The office block at 175 Liverpool St has long been touted for its dress-circle position near Hyde Park and a northerly aspect that could suit residential developers. But many of the recent blocks that have sold in the area have gone to office players like Charter Hall, which could assist with a commercial repositioning.

While some mainland groups have come under pressure to repatriate funds from luxury projects, Shimao has steered clear of glitzy spending and instead backed low-profile suburban commercial and unit projects or chased agricultural deals.

Hui last year bought ­advertising doyen Harold Mitchell’s cattle station empire, which spans about 1.4 million hectares and more than 45,000 head of cattle, for about $70 million. The Australian citizen has been listed as the eighth wealthiest person in Australia, but is best known as one of China’s business elite.

Shimao chairman Hui Wing Mao.
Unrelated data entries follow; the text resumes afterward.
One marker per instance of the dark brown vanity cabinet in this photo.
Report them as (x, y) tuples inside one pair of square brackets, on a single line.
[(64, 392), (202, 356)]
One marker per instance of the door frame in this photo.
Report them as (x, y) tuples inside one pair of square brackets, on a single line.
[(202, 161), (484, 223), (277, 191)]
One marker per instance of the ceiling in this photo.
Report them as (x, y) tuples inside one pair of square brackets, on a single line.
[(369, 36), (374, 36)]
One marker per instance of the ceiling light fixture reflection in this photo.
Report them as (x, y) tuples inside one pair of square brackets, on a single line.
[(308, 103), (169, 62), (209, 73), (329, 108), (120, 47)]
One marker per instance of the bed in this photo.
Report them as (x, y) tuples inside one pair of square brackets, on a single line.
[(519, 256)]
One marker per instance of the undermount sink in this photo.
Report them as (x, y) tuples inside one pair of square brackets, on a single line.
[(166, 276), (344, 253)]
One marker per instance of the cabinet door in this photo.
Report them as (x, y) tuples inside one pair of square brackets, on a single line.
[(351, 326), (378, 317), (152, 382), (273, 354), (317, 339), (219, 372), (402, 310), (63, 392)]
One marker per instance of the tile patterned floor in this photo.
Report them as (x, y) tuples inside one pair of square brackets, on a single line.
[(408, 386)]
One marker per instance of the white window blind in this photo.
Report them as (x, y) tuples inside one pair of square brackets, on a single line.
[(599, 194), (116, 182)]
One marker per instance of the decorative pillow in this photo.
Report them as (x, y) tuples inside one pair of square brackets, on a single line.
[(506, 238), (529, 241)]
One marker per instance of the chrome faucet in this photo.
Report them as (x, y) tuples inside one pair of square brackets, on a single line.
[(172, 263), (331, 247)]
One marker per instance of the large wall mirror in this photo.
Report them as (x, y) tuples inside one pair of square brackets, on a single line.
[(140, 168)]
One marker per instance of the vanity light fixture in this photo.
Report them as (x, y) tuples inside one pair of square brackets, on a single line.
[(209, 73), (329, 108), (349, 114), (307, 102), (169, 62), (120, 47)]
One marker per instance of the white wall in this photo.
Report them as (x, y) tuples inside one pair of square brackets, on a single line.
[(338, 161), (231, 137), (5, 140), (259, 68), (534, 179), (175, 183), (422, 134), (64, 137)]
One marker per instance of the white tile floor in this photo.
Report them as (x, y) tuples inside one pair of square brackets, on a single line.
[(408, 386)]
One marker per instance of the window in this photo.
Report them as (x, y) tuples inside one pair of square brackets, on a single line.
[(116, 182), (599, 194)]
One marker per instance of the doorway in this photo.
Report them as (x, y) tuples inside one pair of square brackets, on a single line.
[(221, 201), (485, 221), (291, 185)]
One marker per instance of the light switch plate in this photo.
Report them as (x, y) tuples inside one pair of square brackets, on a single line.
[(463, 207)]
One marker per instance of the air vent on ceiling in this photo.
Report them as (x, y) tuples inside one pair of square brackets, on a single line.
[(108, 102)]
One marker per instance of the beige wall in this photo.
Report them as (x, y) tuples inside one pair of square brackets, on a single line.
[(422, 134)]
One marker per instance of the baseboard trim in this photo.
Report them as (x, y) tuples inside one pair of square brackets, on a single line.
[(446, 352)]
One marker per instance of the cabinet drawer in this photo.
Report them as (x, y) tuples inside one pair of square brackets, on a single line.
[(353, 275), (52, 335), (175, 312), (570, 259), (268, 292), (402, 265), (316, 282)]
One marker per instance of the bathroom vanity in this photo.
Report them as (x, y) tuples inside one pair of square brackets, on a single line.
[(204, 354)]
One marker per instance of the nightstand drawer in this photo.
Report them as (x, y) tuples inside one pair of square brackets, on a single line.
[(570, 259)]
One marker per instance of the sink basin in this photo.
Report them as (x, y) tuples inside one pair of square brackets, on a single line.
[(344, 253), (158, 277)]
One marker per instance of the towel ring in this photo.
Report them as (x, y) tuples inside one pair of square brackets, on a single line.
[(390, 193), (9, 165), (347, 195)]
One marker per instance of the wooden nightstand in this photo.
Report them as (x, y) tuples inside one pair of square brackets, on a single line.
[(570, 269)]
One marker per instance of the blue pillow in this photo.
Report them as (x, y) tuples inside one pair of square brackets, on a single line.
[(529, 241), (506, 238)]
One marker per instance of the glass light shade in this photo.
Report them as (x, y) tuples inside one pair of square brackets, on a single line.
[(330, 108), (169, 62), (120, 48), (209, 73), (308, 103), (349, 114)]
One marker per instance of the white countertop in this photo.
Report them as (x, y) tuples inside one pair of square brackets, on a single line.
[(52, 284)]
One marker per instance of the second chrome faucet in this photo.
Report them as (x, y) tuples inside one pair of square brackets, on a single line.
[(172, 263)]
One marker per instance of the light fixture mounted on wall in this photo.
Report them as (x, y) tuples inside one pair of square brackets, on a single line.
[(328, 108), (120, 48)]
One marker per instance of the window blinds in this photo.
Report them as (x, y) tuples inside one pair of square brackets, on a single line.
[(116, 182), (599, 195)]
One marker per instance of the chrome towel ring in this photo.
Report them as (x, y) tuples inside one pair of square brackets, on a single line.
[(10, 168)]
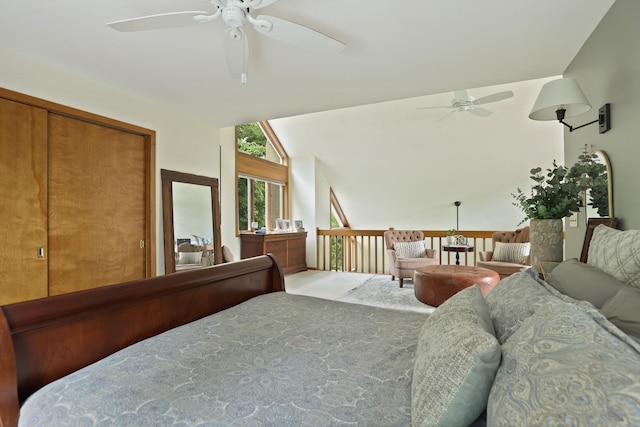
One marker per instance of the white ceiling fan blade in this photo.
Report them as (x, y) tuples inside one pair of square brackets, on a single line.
[(260, 3), (493, 98), (437, 106), (156, 22), (296, 34), (481, 112), (236, 49)]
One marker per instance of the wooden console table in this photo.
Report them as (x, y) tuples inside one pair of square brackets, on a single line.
[(289, 248)]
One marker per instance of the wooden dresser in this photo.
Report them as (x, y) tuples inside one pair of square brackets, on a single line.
[(288, 248)]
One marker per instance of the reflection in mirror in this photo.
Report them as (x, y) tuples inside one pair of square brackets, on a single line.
[(192, 226), (599, 198), (191, 221)]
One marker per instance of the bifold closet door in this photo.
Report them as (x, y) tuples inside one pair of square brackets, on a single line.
[(97, 209), (23, 197)]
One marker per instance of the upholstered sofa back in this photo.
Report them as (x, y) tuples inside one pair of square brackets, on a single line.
[(521, 235), (393, 236)]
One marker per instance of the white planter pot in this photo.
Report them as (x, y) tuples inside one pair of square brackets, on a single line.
[(546, 240)]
Picture: Bloomberg

Shimao last year added a controlling stake in NSW-based Bindaree Beef Group, one of the country’s biggest meat processing businesses. Two years ago it ­revealed it was an early bidder for the country’s largest landholder, S. Kidman & Co.

More recently it was named as one of several Chinese outfits showing a significant interest in the Consolidated Pastoral Company cattle empire. But the company, which operates 16 cattle stations valued at $1 billion, ­appears headed for a break-up.

The tower sale, being handled via an off-market process by CBRE, is aimed at capitalising on the jump in Sydney CBD commercial rent forecasts, as well as the premium residential market.

CBRE’s Sharon Yang and James Parry say the campaign has generated strong preliminary interest from local and offshore groups. “The asset is perfectly ­positioned to capitalise on today’s favourable market fundamentals,” Yang says.

The 48,877sqm tower is fully leased and 90% of tenants are either blue-chip companies, including Telstra, or NSW and federal government departments.

Shimao International’s Jerry Li says the sale plans “provide an opportunity for us to partner with a like-minded investor and share in the building’s future upside as Sydney’s market fundamentals continue to strengthen”.

CBRE says the building could capture the next upswing in Sydney’s residential market, coinciding with the asset’s major tenant expiries in 2024.

“Over recent years, multiple luxury residential developments, hotel additions and dynamic urban spaces have been completed in the surrounding precinct,” Yang says. She says the Liverpool St tower “holds the box seat as the anticipated availability of these sites become scarce”.